Art

The Wheel of Memeology: An Anti-Environment

Posted by Adam Pugen

Memeology-Poster-1

At the end of the second year of my doctoral program, the first and second year PhD students were asked to create a poster communicating their doctoral research. Since my own research centred largely on aesthetics, form, and perception as framed by the media scholarship of Marshall McLuhan, the natural choice for me was to create an object that drew attention to its ‘formal cause’ as the very environment of spectatorship in which my poster was to be exhibited. Since, taking McLuhan a step further, we might say that it is not so much the city, but rather the internet that is the “classroom,” I wanted to communicate, in the style of Menippean satire and modernist formalism, the digital psyche to itself – particularly, the human-all-too-human ‘inforg’ as a product of social media and mimetic virality.
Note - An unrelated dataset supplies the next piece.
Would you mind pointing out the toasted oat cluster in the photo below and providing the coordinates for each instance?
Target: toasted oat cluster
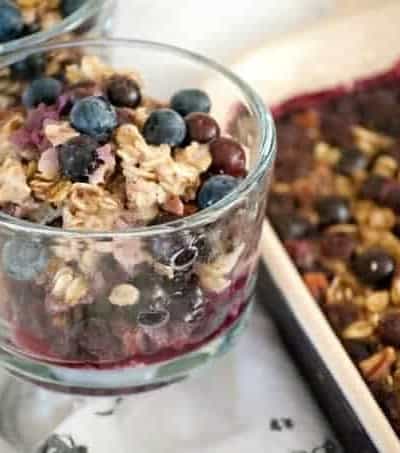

Since I was reading Michel Serres’ The Parasite at the time, I thought organizing my percepts on the basis of the mischievous alliance between host/parasite, signal/noise (figure/ground?) might be a relevant and humorous way to poke a few holes into the complex thicket of speed-of-light information sharing. While the poster was designed for direct visual-tactile interaction, I have tried to translate this experience into virtual terms, which, while obsolescing the original, innocuous playfulness of the work, enhances its patterned groundlessness, providing perhaps a chuckle to the belly and a glint to the brain.